Indicates the number of read I/O operations performed currently on this container.

Number

 

If the value of the Total IOPS measure is unusually high, then compare the value of these measures for that container to know what is contributing to the unusual I/O activity levels - read requests? or write requests?

Write IOPS

Indicates the number of write I/O operations performed currently on this container.

Number

Max capacity

Indicates the maximum capacity configured for this container .

GB

The maximum capacity value reflects total available storage regardless of how many containers are defined. Therefore, when you have two containers, it can appear you have twice as much capacity because the field values for both containers show the full amount. This will normally match the storage pool size.

Used space

Indicates the amount of storage space in this container that is being used currently.

GB

Ideally, the value of this measure should be low.

Free space

Indicates the amount of storage space in this container that is still unused.

GB

Ideally, the value of this measure should be high.

Space usage

Indicates the percentage of storage space in this container that is in use.

Percent

A value close to 100% is a cause for concern, as it indicates that the container is rapidly running out of free space.
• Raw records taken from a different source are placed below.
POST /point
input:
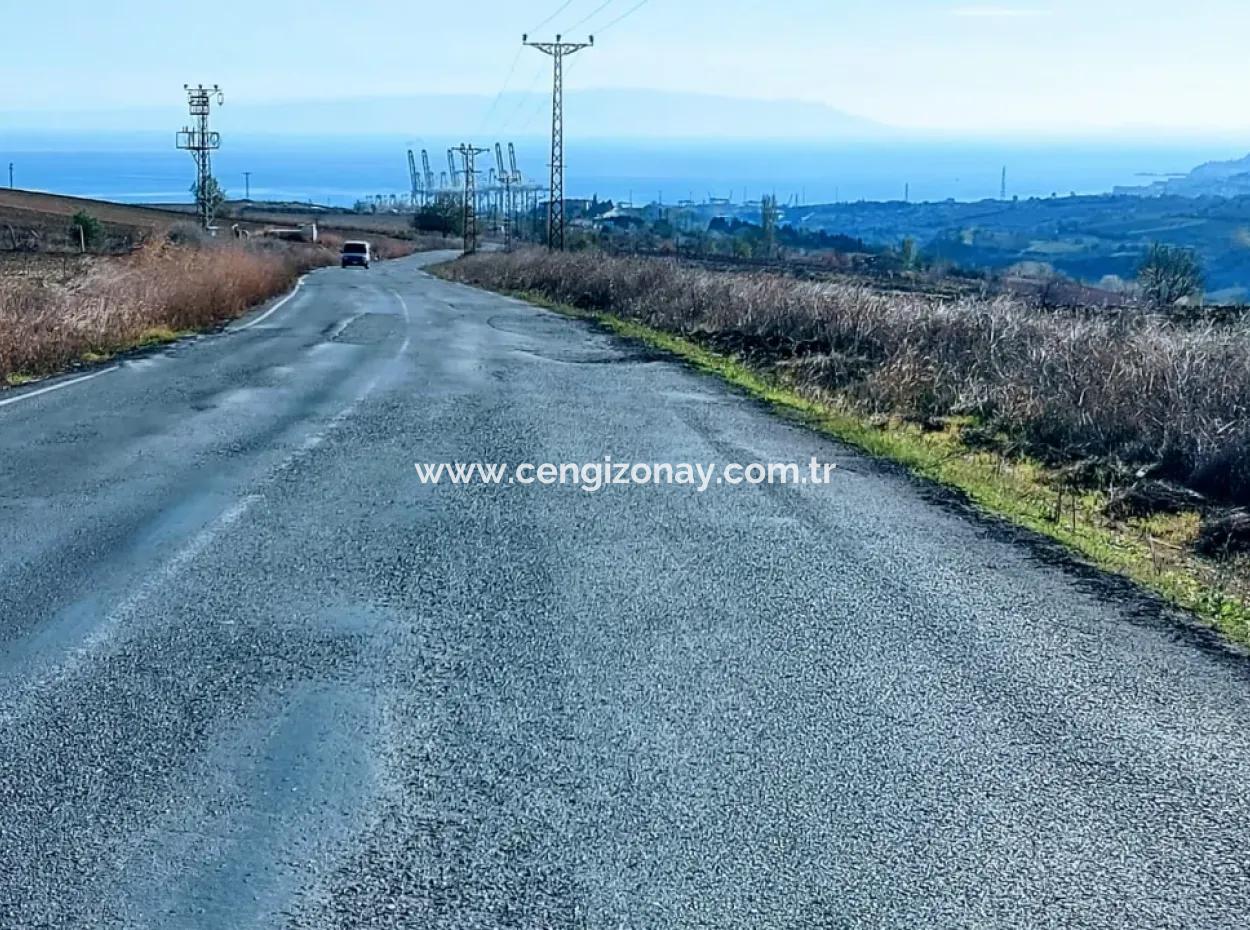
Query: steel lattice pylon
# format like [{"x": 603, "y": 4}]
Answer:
[
  {"x": 555, "y": 208},
  {"x": 469, "y": 154}
]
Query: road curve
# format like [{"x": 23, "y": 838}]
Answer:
[{"x": 253, "y": 674}]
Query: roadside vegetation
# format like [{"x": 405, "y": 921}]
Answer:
[
  {"x": 1124, "y": 434},
  {"x": 155, "y": 294}
]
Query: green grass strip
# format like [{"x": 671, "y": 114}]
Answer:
[{"x": 1019, "y": 490}]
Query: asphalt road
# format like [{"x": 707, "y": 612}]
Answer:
[{"x": 253, "y": 674}]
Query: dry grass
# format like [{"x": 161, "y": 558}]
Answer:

You may want to consider allocating more space to the container to avoid loss of data.

Free space

Indicates the percentage of storage space in this container that is available for use.

Percent

A value less than 50% could be a cause for concern, as it indicates that the storage space in the container is being over-utilized. You may want to consider allocating more space to the container to avoid loss of data.

Reserved usage

Indicates the amount of space reserved for the use of this container.

GB

If storage space is reserved for a container, then that container is guaranteed the availability of the reserved capacity. For instance, if the maximum usable capacity of a container is 40TB, but 10TB is its reserved capacity, then this 10TB of space will be available for the use of the container at any given point in time. Since containers are thin-provisioned and space is consumed on a first come first serve basis, there is no guarantee that storage will be available to this container once the reserved capacity of 10TB is consumed.

Logical usage

Indicates the amount of logical space used by this container.

GB

 

Disk physical usage

Indicates the total amount of physical storage space used in the container.

GB

 

Unreserved own usage

Indicates the amount of unreserved storage that can be used by the container

GB

The value of this measure is the difference between the value of the Disk physical usage and Reserved usage measures.